J’ai également mobilisé les câbles diffusés par WikiLeaks, en particulier ceux rédigés par les Iran Watchers. Il s’agit de télégrammes produits par des diplomates américains stationnés non pas en Iran - en l’absence d’ambassade américaine à Téhéran - mais dans les pays voisins. Ces documents offrent un éclairage précieux sur les biais de perception américains et sur ce que l’on peut qualifier de « perception de l’Iran par procuration », c’est-à-dire une connaissance produite à travers l’observation indirecte depuis des postes diplomatiques régionaux, notamment le consulat américain de Dubaï qui faisait office, de facto, d’ambassade informelle vis-à-vis de l’Iran, mais aussi depuis d’autres représentations américaines au Moyen-Orient, dans le Caucase, en Asie centrale ou en Turquie.

J’ai ainsi conduit des entretiens avec plusieurs de ces Iran Watchers, tout en réalisant une analyse systématique des câbles qu’ils ont produits. Cette démarche permet de comprendre la manière dont les États-Unis fabriquent leur information sur l’Iran et construisent progressivement une représentation bureaucratique du pays. Le Bureau des affaires iraniennes (Iran Desk) a précisément été créé par Condoleezza Rice à la suite des échecs des politiques de changement de régime en Afghanistan et en Irak, qui ont suscité un questionnement renouvelé sur l’Iran. Dès 2004, l’expression « Iran Next » circulait à Washington, traduisant une réflexion active sur l’éventualité d’une nouvelle intervention militaire.

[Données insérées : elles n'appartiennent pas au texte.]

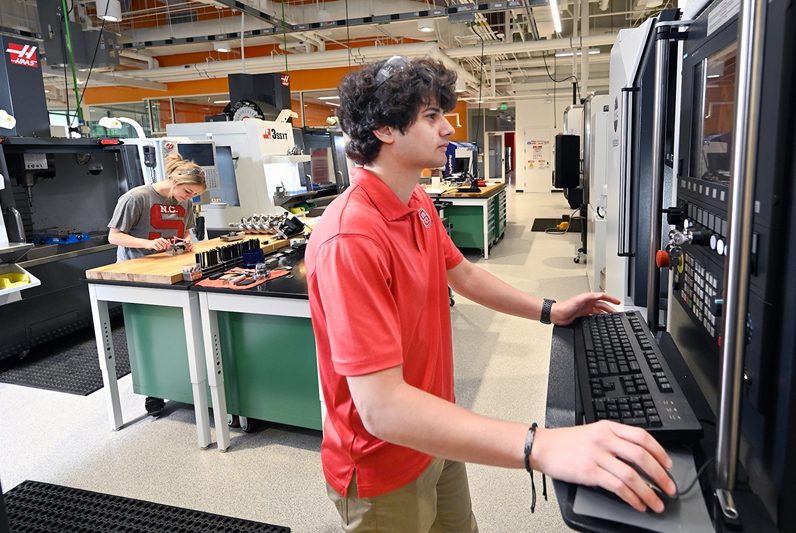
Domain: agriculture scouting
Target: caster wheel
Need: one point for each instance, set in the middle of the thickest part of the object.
(247, 424)
(154, 406)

Cette appétence stratégique n’a d’ailleurs jamais disparu, comme l’illustre le bombardement américain de 2025. Les déclarations du président Donald Trump confirment la continuité de cette dynamique : selon lui, les États-Unis préparaient des options d’intervention aérienne contre l’Iran depuis plus de vingt ans. Toutefois, aucune décision politique visant à conduire une guerre ouverte pour provoquer un changement de régime n’a été prise durant cette période. Cela ne reflète pas un changement fondamental dans l’analyse américaine de la République islamique, mais plutôt les conséquences des déconvenues militaires en Afghanistan et en Irak, ainsi que l’épuisement des ressources américaines face à la multiplication de « guerres sans fin ». C’est dans ce contexte que, dès 2008, la question iranienne s’est progressivement constituée en enjeu de politique intérieure aux États-Unis, comme évoqué précédemment.

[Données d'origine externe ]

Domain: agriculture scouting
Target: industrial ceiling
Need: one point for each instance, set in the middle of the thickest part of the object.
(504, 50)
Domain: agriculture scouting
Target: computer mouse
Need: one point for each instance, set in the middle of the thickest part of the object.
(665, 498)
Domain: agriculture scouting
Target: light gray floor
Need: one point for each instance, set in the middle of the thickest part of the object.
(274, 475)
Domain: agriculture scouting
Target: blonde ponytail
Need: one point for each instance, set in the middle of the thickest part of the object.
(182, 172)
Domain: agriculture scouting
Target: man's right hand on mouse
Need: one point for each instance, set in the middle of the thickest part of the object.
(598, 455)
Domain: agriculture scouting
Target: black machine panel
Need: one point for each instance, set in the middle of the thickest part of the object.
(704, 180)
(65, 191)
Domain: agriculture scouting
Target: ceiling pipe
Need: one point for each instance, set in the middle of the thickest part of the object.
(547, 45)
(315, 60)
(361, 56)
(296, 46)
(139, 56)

En quoi la Révolution islamique de 1979 est-elle un tournant dans les relations diplomatiques entre les États-Unis et l’Iran ?

Ce n’est pas tant la Révolution islamique que la prise des otages, que l’on appelle la seconde Révolution islamique, en novembre 1979, qui marque un tournant. En janvier 1979, le Chah quitte l’Iran, et dans les premiers mois suivant la Révolution islamique, le nouveau régime révolutionnaire avait des relations diplomatiques avec les États-Unis. C’est la prise des otages de l’ambassade américaine, retenus pendant 444 jours, qui est l’acte fondateur. La question des otages va rester dans la relation bilatérale une question empêchant la réconciliation, en raison de l’humiliation initiale pour les États-Unis, ainsi que l’échec de l’opération militaire « Eagle Claw » en avril 1980, qui est d’ailleurs évoquée par Donald Trump en juin 2025, lorsqu’il va « réussir » son opération militaire : il va laver l’affront de l’échec du sauvetage des otages américains par Jimmy Carter.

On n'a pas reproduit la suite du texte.